In this tutorial, we’ll be discussing ROUGE-Lsum vs ROUGE-L: A Sentence Level Metric for Text Summarization. These metrics are used in the field of automatic summarization to evaluate how well a computer-generated summary matches a human-written one. Let’s jump right into it!
ROUGE (Recall-Oriented Understudy for Gisting Evaluation) is a family of metrics that can be used to assess the performance of text extractors, machine translation systems, and automatic summarization algorithms. The ROUGE-L metric calculates the longest common subsequence between the computer-generated summary and the human-written one. However, sometimes this metric may not accurately reflect how well a summary matches its original source because it only considers the length of the longest common sequence.
To address this issue, ROUGE-Lsum was introduced as an alternative to ROUGE-L. The main difference between these two metrics is that ROUGE-Lsum calculates the sum of the lengths of all common subsequences instead of just the length of the longest one. This means that shorter but more accurate summaries can also be evaluated using this metric, which may not have been possible with ROUGE-L.
Let’s take a look at an example to better understand how these metrics work. Suppose we have two texts:
Original Text: The quick brown fox jumps over the lazy dog.
Computer-generated Summary: A fox is jumping over a dog.
Human-written Summary: The quick brown fox hops over the sluggish canine.
Using ROUGE-L, we would calculate the longest common subsequence between these two summaries and compare it to the length of the human-written summary.
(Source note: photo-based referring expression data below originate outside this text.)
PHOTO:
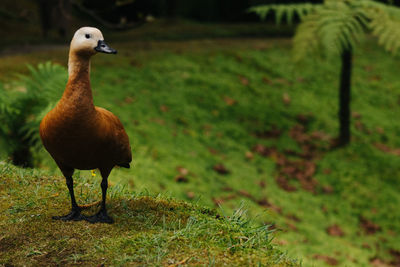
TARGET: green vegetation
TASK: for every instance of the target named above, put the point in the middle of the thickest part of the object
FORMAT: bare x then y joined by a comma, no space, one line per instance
336,28
153,230
222,121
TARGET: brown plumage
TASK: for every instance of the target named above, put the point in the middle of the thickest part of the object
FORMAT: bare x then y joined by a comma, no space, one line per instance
79,135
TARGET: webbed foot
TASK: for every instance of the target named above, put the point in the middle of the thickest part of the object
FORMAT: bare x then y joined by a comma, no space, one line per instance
74,215
100,217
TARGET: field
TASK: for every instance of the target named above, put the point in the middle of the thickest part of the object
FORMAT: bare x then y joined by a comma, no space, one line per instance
230,122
In this case, the longest common subsequence is “fox jumps” with a length of 9 characters. However, since the computer-generated summary has only 13 characters (compared to the original text’s 20), ROUGE-L would penalize it for not being as long as the human-written summary.
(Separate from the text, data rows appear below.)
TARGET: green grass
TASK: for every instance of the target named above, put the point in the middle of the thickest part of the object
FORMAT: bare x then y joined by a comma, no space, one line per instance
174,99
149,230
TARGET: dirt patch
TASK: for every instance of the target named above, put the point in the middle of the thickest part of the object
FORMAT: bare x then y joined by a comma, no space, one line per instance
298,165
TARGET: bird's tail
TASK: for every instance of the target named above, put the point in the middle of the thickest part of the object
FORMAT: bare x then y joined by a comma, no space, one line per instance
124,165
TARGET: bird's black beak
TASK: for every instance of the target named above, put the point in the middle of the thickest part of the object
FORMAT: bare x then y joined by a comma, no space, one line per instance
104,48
Using ROUGE-Lsum, we would calculate the sum of all common subsequences between these two summaries and compare it to the length of the human-written summary. In this case, there are several common subsequences: “fox”, “jumps”, “over”, “dog”, “canine”. The lengths of these sequences add up to 29 characters (compared to the original text’s 20), which is a better reflection of how well the computer-generated summary matches its source.